With its Gerbera daisy motif and boxy shape, A
New Adventure Every Day looks destined to reside
alongside quotation compilations and mini book lights
on the store's "gift idea" display. Don't be fooled by
the sun-shiny design or seemingly superfluous nature
of some of the adventures. It is a fun and easy read,
brief missives interspersed with Silberkleit's
well-penned personal essays, but it is also
potentially life-shifting. I found that any skepticism
dissipated as soon as I put the book to work.
So it isn't bungee jumping, but my clammy hands
told me that to "call a new person every day"
registered as risk. Shortly after reading "spend an
entire day listening to your internal guidance
system," I followed my gut to a store I never shop in
and ran into a friend I had lost track of. "Become a
money expert" was next. This was the mental equivalent
of a bull fight, in my book, but I forced my way
through a couple finance-for-dummies-type books.
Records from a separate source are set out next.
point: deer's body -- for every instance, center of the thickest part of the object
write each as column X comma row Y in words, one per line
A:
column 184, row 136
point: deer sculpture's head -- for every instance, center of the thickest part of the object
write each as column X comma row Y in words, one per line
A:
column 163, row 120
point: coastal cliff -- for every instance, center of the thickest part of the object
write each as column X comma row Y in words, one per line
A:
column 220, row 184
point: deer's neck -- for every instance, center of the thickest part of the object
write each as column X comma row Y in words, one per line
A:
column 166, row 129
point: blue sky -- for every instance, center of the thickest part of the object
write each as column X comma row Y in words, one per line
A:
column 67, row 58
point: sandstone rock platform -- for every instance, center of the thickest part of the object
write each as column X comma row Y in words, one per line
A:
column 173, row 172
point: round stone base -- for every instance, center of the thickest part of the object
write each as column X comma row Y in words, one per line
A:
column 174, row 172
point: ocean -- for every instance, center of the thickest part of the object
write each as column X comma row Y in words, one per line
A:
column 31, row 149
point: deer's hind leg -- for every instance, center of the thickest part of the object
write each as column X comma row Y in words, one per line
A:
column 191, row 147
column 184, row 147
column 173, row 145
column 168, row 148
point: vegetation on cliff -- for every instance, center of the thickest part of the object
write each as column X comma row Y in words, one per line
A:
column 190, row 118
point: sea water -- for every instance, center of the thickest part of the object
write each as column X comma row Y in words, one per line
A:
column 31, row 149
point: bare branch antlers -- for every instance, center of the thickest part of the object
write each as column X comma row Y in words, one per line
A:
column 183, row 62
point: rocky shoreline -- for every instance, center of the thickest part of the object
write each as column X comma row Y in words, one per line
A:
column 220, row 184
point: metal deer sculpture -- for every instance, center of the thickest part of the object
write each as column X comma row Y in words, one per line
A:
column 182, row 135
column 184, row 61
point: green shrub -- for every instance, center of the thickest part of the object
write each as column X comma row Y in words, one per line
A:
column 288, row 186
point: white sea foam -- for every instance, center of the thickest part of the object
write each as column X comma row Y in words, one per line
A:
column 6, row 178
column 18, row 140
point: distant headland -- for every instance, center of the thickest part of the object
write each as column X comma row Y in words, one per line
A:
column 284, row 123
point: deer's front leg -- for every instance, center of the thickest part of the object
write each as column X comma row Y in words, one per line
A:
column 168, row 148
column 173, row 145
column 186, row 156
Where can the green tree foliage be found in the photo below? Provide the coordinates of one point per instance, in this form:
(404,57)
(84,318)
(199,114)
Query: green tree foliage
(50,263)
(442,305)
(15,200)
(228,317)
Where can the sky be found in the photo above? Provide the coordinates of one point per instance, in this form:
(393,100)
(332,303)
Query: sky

Now I
find myself tuning into talk radio economic programs
that used to put me to sleep at the wheel--and
understanding them. I swear my heart rate even goes
up.
I ask Silberkleit to define boredom.
"Failure to remember that all of life is
adventurous."
"Have you ever been bored?"
He doesn't hesitate. "No." With that, he points out
the window to a black and white cat across the street
who is playing by itself. The cat hurls an unseen
something upwards, pounces after it, and crouches
still, an unsprung coil, in the pale winter grass.